Active Projects
Stimulation to Improve Memory
Overview
Stimulation to Improve Memory (STIM) assesses the effects of HD-tDCS on memory and thinking abilities in those diagnosed with mild cognitive impairment (MCI) and dementia of the Alzheimer’s type (DAT), with the aim of determining how much stimulation is necessary to enhance memory and thinking abilities, and which individuals would benefit most from this treatment. The study includes a minimum of 9 visits at the University of Michigan involving cognitive testing, HD-tDCS, functional magnetic resonance imagining (fMRI), and positron emission tomography (PET) imaging.
Eligibility Criteria
Adults age 55+
Memory concerns or official diagnosis of MCI or DAT
Stable on all medications for at least 4 weeks prior to participation
English speaking (as the preferred language)
fMRI compatible
Exclusionary Criteria
History of severe psychiatric conditions (bipolar disorder, schizophrenia, etc.)
History of other neurological conditions (epilepsy, stroke, traumatic brain injury, etc.)
Sensory impairments that limit the ability to see or hear
History of (or current) drug or alcohol abuse/dependence
How to Participate
If you are interested in participation, or have questions regarding how to participate, contact:
Stephen Schlaefflin, B.S.
Telephone: (734) 936-7360
Email: schlst@med.umich.edu
To see the visit schedule click here.
You can read more about the STIM study on the U.S. Clinical Trials website.
STIM+: PET Biomarker Education & Disclosure
Overview
When dementia is caused by AD, we refer to it as dementia of the Alzheimer's Type (DAT). The greatest risk factor for Alzheimer's Disease (AD) and DAT is advancing age, but DAT is not a normal part of aging. Studies have shown that changes in the brain happen before full symptoms of DAT develop. These changes include a buildup of two proteins within the brain, called amyloid and tau.
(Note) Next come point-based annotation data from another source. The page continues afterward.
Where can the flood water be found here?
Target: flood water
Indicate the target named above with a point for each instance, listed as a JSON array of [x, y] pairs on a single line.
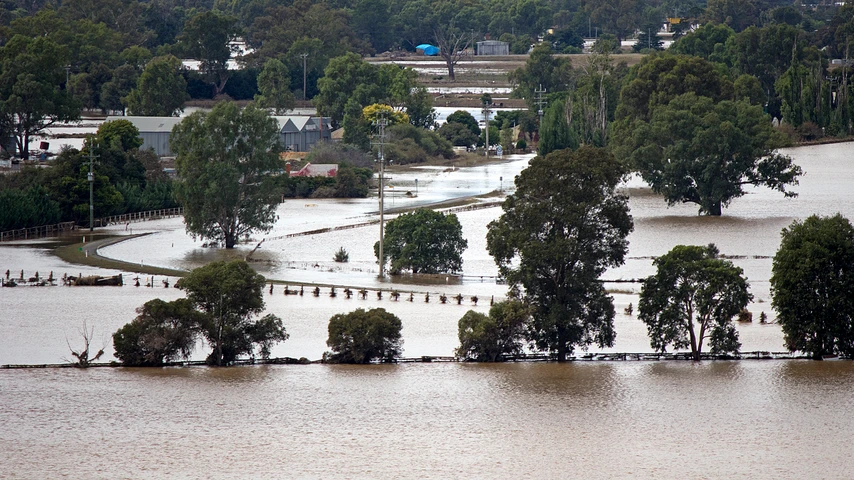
[[747, 419]]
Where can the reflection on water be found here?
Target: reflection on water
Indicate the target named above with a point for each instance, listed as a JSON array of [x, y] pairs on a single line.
[[580, 420]]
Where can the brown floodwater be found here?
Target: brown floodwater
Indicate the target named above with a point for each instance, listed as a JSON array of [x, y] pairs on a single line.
[[747, 419]]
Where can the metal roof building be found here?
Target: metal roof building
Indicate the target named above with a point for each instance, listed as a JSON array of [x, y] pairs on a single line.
[[493, 47], [155, 132], [299, 133], [296, 132]]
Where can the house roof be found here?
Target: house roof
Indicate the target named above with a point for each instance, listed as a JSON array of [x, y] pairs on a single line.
[[150, 124]]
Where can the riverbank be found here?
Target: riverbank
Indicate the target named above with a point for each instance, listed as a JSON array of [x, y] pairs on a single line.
[[521, 358]]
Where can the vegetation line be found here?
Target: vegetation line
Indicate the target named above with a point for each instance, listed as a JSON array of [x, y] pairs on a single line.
[[625, 356]]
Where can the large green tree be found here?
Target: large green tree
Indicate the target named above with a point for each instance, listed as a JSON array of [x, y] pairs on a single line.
[[207, 37], [229, 295], [561, 229], [694, 149], [489, 338], [31, 100], [812, 286], [160, 89], [274, 87], [162, 332], [424, 241], [693, 296], [364, 336], [225, 161]]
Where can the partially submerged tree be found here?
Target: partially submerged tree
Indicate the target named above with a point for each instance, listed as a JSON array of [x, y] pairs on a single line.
[[162, 332], [207, 37], [226, 160], [424, 241], [160, 89], [696, 150], [488, 338], [223, 299], [813, 286], [364, 336], [693, 296], [559, 232]]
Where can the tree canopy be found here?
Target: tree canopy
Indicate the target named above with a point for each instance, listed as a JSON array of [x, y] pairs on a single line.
[[228, 296], [560, 230], [424, 241], [274, 88], [812, 286], [694, 149], [160, 89], [225, 161], [364, 336], [693, 296], [162, 332], [31, 100], [488, 338]]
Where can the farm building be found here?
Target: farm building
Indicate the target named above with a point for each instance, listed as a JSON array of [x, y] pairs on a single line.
[[493, 47], [297, 133]]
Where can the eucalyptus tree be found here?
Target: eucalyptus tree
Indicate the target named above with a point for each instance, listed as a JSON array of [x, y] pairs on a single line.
[[812, 286], [31, 97], [561, 229], [693, 296], [225, 161]]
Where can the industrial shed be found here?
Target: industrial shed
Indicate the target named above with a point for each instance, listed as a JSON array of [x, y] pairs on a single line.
[[493, 47], [297, 133], [155, 132]]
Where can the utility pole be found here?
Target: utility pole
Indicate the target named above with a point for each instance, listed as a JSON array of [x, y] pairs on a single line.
[[91, 178], [304, 56], [486, 112], [540, 102], [380, 124]]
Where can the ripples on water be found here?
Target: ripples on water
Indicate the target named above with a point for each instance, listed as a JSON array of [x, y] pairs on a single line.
[[749, 419]]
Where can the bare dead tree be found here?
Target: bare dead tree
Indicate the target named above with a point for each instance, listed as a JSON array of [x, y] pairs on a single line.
[[452, 43], [83, 359]]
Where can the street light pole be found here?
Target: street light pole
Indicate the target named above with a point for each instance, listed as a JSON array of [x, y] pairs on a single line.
[[304, 56], [381, 123], [91, 178]]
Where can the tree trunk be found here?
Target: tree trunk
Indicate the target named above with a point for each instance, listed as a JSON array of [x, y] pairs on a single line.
[[715, 209], [561, 346]]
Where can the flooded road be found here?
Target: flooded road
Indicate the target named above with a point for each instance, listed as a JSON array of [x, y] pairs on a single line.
[[748, 419]]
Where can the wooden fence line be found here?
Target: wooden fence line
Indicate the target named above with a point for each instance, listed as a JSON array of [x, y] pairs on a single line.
[[37, 232], [60, 228], [139, 216], [529, 357]]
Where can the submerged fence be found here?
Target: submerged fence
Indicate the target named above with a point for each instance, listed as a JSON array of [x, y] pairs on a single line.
[[65, 227], [37, 232]]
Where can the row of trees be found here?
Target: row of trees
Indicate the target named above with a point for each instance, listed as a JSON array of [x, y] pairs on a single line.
[[692, 298], [695, 131]]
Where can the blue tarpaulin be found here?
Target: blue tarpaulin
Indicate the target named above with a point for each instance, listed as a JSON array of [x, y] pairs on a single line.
[[428, 49]]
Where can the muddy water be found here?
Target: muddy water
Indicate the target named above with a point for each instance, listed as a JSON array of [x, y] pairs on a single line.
[[727, 420], [585, 420]]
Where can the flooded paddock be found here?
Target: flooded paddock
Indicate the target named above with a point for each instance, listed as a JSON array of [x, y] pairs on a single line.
[[722, 419]]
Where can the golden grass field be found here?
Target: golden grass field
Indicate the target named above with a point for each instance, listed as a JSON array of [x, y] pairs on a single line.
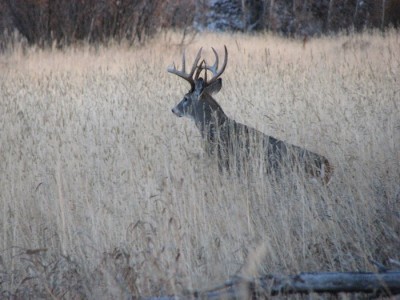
[[106, 194]]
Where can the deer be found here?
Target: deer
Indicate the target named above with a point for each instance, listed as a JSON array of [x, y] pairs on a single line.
[[233, 144]]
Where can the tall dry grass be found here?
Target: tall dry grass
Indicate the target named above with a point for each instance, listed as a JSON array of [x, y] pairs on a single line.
[[105, 193]]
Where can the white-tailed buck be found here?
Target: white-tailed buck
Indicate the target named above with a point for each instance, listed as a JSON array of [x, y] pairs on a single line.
[[233, 144]]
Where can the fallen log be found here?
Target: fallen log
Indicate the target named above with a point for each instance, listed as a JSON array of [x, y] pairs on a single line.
[[377, 284]]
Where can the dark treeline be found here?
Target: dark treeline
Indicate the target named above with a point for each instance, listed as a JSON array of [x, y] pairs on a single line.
[[45, 22], [62, 22]]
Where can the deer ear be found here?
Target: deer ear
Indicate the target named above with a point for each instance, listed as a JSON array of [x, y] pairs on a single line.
[[214, 88]]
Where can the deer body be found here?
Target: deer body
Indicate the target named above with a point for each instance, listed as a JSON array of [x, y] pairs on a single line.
[[236, 145]]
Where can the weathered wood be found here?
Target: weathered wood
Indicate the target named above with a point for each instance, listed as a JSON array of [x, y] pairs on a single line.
[[387, 283]]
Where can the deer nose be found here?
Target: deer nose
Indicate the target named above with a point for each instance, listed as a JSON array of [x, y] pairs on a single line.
[[176, 112]]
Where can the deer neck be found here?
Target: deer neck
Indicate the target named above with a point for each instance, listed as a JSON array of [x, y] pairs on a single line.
[[209, 117]]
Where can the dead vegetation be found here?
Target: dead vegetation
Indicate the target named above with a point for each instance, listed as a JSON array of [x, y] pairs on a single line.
[[105, 193]]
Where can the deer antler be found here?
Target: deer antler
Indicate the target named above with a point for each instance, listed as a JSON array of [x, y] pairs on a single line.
[[214, 67], [187, 76]]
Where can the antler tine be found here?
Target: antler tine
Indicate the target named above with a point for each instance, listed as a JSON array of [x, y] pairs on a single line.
[[199, 69], [182, 73], [214, 67]]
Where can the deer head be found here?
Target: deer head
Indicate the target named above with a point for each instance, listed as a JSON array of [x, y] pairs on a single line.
[[198, 104]]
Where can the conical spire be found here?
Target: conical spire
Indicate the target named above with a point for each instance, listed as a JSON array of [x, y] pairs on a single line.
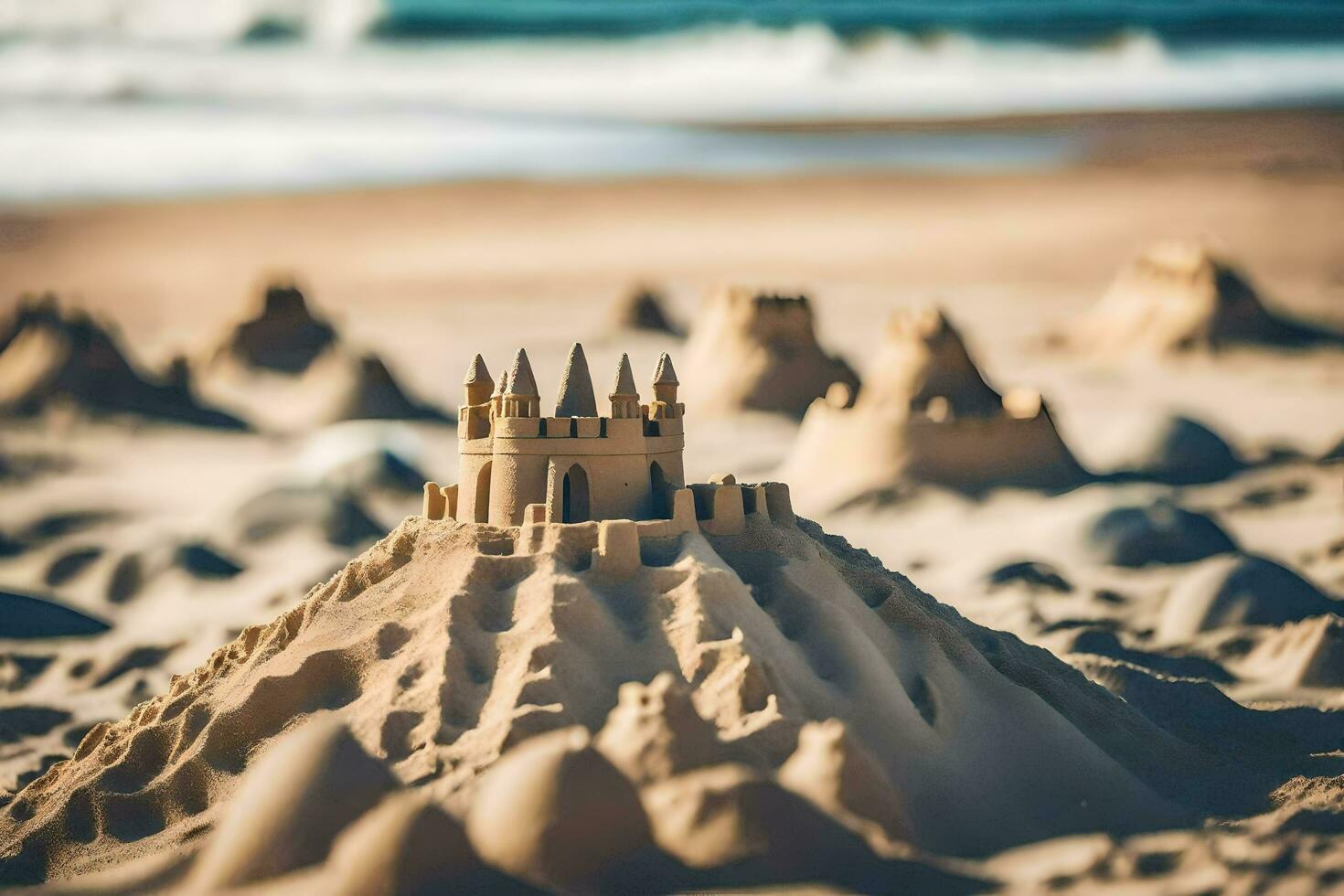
[[624, 380], [479, 375], [575, 397], [520, 378], [664, 374]]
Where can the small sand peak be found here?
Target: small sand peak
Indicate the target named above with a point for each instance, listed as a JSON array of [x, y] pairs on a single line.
[[655, 731], [554, 810], [575, 395], [641, 308], [834, 772], [1178, 295]]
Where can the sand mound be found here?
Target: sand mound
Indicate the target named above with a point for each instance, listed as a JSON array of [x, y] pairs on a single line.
[[286, 369], [446, 644], [557, 812], [51, 357], [1179, 295], [754, 351], [1240, 592], [283, 336], [292, 806], [925, 414], [1174, 450], [377, 397], [641, 309], [1136, 536], [1308, 655]]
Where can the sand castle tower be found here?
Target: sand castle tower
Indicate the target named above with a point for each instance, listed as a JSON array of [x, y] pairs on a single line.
[[1179, 295], [577, 464], [925, 414], [758, 351]]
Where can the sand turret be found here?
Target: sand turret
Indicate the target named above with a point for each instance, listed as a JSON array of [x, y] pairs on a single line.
[[664, 404], [520, 395], [625, 398], [575, 397], [477, 383]]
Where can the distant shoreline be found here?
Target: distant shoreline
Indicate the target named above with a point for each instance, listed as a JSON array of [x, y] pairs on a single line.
[[1264, 142]]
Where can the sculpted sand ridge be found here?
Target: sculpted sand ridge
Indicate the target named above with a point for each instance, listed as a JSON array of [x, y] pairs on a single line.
[[720, 680]]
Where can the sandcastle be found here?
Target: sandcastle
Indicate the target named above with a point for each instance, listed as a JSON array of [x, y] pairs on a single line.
[[1180, 295], [757, 351], [624, 470], [926, 414]]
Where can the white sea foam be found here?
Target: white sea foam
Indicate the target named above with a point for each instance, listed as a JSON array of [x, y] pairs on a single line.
[[91, 114]]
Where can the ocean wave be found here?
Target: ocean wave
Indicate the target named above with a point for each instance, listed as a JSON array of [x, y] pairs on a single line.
[[738, 74], [175, 23], [345, 20]]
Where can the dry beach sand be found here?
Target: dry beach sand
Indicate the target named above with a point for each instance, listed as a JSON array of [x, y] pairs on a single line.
[[229, 661]]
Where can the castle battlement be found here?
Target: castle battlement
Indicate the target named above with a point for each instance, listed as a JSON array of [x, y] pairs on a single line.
[[618, 549], [522, 469], [577, 464]]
STIM+: PET Biomarker Education & Disclosure (STIM+) aims to determine whether patients with mild cognitive impairment or dementia-Alzheimer's type (DAT) are able to demonstrate decisional capacity to engage in PET amyloid and tau disclosure after receiving education and assess how patients and care partners react to PET amyloid and tau biomarker disclosure. The study includes a minimum of one visit at the University of Michigan or via Zoom involving education about PET scans, AD, DAT, and learning the risks and benefits of one’s personal PET results. In an effort to reduce in-person contact during the COVID-19 pandemic, some research-related activities may take place at your home (telephone or video).
Eligibility Criteria
Adults age 55+
Memory concerns or official diagnosis of MCI or DAT
English speaking (as the preferred language)
Completion of a parent study in which the participant completed a PET scan with amyloid and/or tau tracer success.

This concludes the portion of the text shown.